= Shaun Going =

Shaun Going is a Canadian construction engineer who was arrested by Serbia in August 2000 and charged with terrorism. An acknowledged power broker with "enormous influence known to bribe and fraternise with other powerful figures in the region, including the Kosovo Liberation Army, he was quickly defended by Canada who insisted on his innocence.

==Life==
Going grew up in a family of six children on a ranch near Longview, Alberta. He opened Going Real Estate, but following the collapse of the Soviet Union and the fall of communism across East Europe, he built a construction company named Meridian Resources based in Albania. He was contracted to build the local American embassy, as well as roads and sewers.
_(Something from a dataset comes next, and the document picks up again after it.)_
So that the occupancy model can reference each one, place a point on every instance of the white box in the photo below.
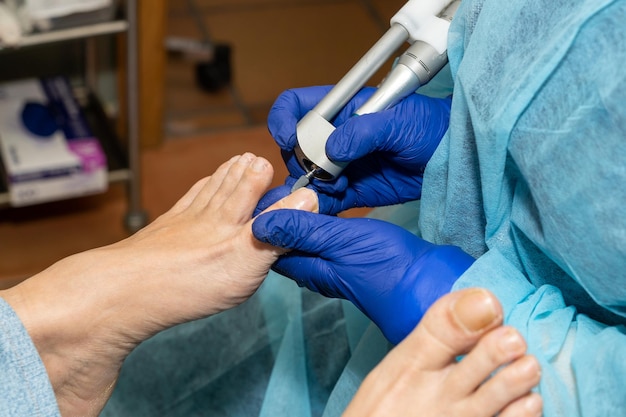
(68, 163)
Due to his contacts in the country, Going became informally known as "the King of Albania" as he took advantage of the military strife to secure construction contracts, pay off officials and deal directly with both the government and rebel militants. He purchased a former headquarters of the Communist Party of Albania in Tirana, and hired security guards to patrol the grounds with AK-47s, and was frequently accompanied by them even when going into town. In 1997, the building came under attack by locals and was burned to the ground. Going fled to Sakhalin Island and worked in the petroleum industry.

==Arrest==
Going returned to Kosovo on August 1, 1999. When the United Nations police raided Gani Thaci's house, they found C$375,000 in cash which he claimed was a bribe from Going, who denied the claim and said he'd only paid the KLA commander $90,000.
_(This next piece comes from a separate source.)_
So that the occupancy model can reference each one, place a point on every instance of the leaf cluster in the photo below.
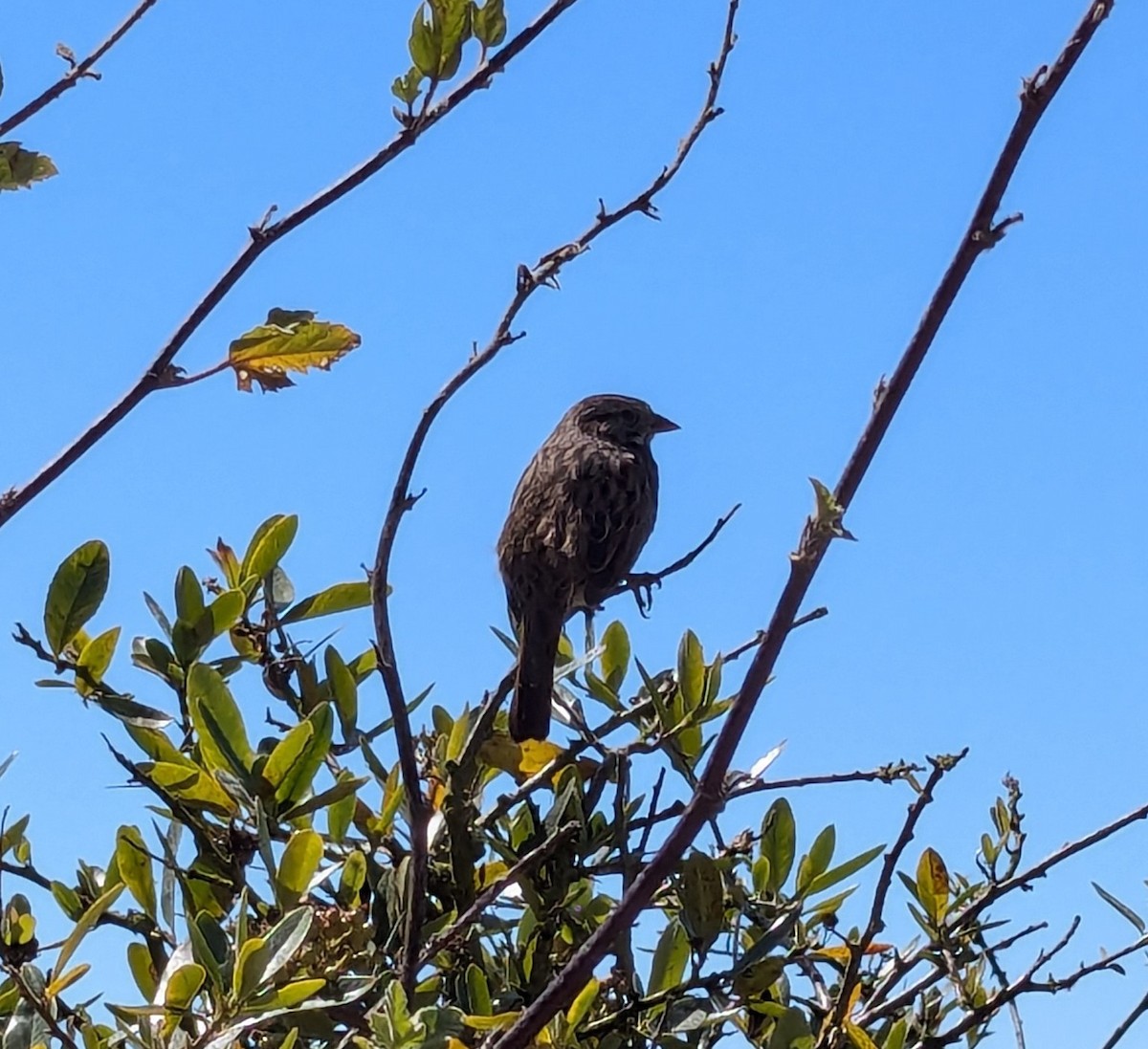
(265, 899)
He was arrested, along with his 19-year-old nephew Liam Hall, and British police officers Adrian Prangnell, 41, and John Yore, 31, when a security check found blasting caps and wires in the back of their car. He was charged with training successionists to perform terrorist actions, but eventually released on bail as the charges were downgraded to "military spies". Minister of Foreign Affairs Lloyd Axworthy campaigned Serbia to release the two men.